Une origine chrétienne: la Cène
La superstition vis-à-vis du nombre 13 puise ses origines dans la religion chrétienne. Et, particulièrement, à un moment crucial de la vie de Jésus: la Cène. Le dernier repas. Autour de la table, treize personnes: les douze apôtres et lui. Dont Judas, le disciple qui le trahira auprès des autorités romaines. Ainsi, le chiffre 13, jugé maudit, est associé au sort funeste de Jésus. Dans la croyance populaire, être treize à table signifierait que l’un des convives va mourir dans l’année. Le repas eut d’ailleurs lieu la veille de la crucifixion de Jésus: un… vendredi.

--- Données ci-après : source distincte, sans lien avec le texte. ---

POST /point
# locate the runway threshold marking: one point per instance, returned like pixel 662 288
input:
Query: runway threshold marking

Professeur Henri Broch, fondateur du laboratoire de zététique à Nice (l’art du doute): "Notre cerveau va trouver des liens même quand il n’y en a pas"

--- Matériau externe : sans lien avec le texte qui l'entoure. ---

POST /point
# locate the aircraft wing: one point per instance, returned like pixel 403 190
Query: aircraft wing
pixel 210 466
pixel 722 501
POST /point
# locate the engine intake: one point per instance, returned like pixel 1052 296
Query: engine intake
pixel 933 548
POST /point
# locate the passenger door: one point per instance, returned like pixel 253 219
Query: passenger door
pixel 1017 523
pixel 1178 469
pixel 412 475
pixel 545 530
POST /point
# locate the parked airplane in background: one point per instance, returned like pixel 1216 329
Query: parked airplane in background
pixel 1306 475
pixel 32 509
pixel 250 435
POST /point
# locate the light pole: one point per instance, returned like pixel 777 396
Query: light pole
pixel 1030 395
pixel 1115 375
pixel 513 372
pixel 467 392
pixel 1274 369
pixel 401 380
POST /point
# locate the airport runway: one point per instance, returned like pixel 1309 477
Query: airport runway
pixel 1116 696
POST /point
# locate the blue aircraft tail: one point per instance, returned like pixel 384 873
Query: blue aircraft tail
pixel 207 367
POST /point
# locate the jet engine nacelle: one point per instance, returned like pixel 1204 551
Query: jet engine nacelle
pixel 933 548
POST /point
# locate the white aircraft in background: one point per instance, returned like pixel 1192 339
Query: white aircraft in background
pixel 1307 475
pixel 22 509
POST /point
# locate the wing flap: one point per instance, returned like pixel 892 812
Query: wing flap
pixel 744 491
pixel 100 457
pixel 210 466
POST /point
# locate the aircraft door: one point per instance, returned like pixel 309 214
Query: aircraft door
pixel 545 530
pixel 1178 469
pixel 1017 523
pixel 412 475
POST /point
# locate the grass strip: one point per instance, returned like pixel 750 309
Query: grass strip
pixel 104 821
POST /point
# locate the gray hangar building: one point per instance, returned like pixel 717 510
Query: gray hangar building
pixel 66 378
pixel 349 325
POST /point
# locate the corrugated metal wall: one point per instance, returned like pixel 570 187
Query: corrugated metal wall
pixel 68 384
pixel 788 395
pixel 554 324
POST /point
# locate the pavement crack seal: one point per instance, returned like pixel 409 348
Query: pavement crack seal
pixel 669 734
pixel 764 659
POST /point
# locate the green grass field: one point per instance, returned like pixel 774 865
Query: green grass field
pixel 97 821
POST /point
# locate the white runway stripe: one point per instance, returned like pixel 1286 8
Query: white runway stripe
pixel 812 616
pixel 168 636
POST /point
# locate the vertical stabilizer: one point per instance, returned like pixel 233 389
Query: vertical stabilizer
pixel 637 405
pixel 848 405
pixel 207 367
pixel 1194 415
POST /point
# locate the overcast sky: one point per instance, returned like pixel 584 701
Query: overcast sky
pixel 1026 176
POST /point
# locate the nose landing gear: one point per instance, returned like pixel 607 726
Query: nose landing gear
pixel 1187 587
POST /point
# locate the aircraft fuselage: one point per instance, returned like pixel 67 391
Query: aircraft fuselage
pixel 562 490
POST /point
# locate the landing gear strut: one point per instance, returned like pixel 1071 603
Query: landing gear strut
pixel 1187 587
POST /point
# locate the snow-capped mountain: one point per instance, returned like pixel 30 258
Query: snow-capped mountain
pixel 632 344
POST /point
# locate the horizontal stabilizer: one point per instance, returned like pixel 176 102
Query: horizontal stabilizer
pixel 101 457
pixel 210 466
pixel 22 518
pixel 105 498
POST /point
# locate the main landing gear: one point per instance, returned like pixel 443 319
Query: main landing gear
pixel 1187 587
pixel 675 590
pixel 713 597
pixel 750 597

Pourquoi est-on superstitieux ? "Le cerveau humain a une capacité extraordinaire à trouver des relations. Cela nous est utile dans la vie de tous les jours, cela nous permet de détecter des dangers. Mais notre cerveau va trouver des liens même quand il n’y en a pas. Un exemple. Vous lancez à deux reprises deux dés :un double 6 ressort à chaque fois. Les gens vont dire que c’est votre jour de chance. Alors que c’est le pur hasard. Quand il y a des petites séries qui commencent, certains vont chercher une cause derrière. Cela donne une superstition."
Pour le vendredi 13, on retrouve une certaine ambivalence… "On la retrouve pour bon nombre de superstitions. Certains vont passer sous une échelle pour conjurer le sort, d’autres pensent que cela va leur apporter du malheur. Tout cela est très subjectif.Cela dépend comment les gens perçoivent les événements autour d’eux. Pour les jeux de hasard, c’est très difficile d’expliquer le comportement superstitieux, de leur faire comprendre que cela ne sert à rien. Les gens, par exemple, vont avoir tendance à jouer leur date de naissance. Mais s’ils veulent maximiser leurs gains, ils ont tout intérêt à ne pas jouer un chiffre entre 1 et 31, mais un chiffre supérieur, car les autres joueurs vont aussi les jouer."
La superstition est-elle dangereuse? "Pas vraiment, non. À moins que quelqu’un sorte un fusil de chasse pour tuer un chat noir. Je ne veux pas faire un parallèle abusif mais la superstition, c’est un peu comme la religion: il n’y a pas de raisonnement. En science, on ne croit pas, on raisonne. Pour le paranormal, la religion ou la superstition, on n’a pas besoin de raisonner car on croit."